Today is a rainy day, so our motorbike trip got cancelled (which kills me, btw, because I really *need* to practise and I'm just always either too lazy or too unlucky with the weather...*blegh*) and I think I'll spend the rest of the day reading blogs and browsing Pinterest.
And I'll try to enjoy it. Man, another thing I realised recently is that a lot of my bad feelings come from a little voice inside my head that tells me I should be ashamed to laze around while other people are working hard (especially the person I share my life with). But heck, it's not like taking time off is for free. I made that choice because at the moment, it is more important to me to have time to do things that I like (and yes, that includes non-exciting things like browsing the web, dreaming, sewing and doodling) than earning a lot of money.
(At this point I had to stop typing and have a little laugh. I mean, sometimes it just strikes me as utterly riddiculous what kind of things are giving me a hard time.... ^^)
I went and got myself a cheap sports teethguard yesterday because I read that it possibly helps to keep your teeth apart whilst sleeping. I tried it last night and it works like a charm. It loosens my lips by pushing them slightly away from my teeth. It also keeps the jaws just a little bit apart and puts them in a position where it is easier to leave them open than to bite them shut. Downsides: The thing tastes revolting (but I'm used to that from years and years of braces when I was a teenager), it makes me drool (yuck!) and I look like a roller derby girl when I open my mouth (although that might not be so bad... hmm...).
And I've decided to try and change my diet a bit. I've read a lot about how refined sugar in your diet can affect your emotional constitution. Apparently it's linked not only with things like food cravings, hyper activity and bad skin, but can also cause moodswings, feelings of stress and pressure, emotional hypersensitivity and PMS. - All things that I have been struggling with.
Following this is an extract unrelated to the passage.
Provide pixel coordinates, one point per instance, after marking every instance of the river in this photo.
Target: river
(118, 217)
So I'm gonna cut out on refined sugar completely for 30 days. That's not too long (I know it's gonna be hard), but long enough to see any effects and build some habits. If I feel like it helps I will keep it like this and see if I can do with the occasional piece of choccolate here and there.
Going without sugar seems to be an extremely popular diet choice atm, I know at leas five people personally who do it - out of very different reasons - and there are tons of websites with infos and most importantly, recipes. I might try baking some non-sugar cookies for tomorrow.
I'm also cutting back on dairy again. I can't remember if I've written about this, but at the beginning of the year I've done 30 days of vegan food. It definitely had an effect on my digestive system and I realised how heavy and hard to process milk products are. I couldn't live completely without it, I just dig cheese way too much, but I wanna try if I can get to the same agreement there like we have with meat: Generally vegetarian, but not strictly.
I just feel like I need to give my body a little break. I hope it will also help to make things a bit lighter spiritually.
I set myself a general goal of 30 mts of meditation a day, and realised in the past few days that I am really out of habit with it. So I'm back to all the basics that I started out with years ago. I'm trying to split it to two times 15mts so I can really concentrate on one exercise and than maybe later add a second one for the second round.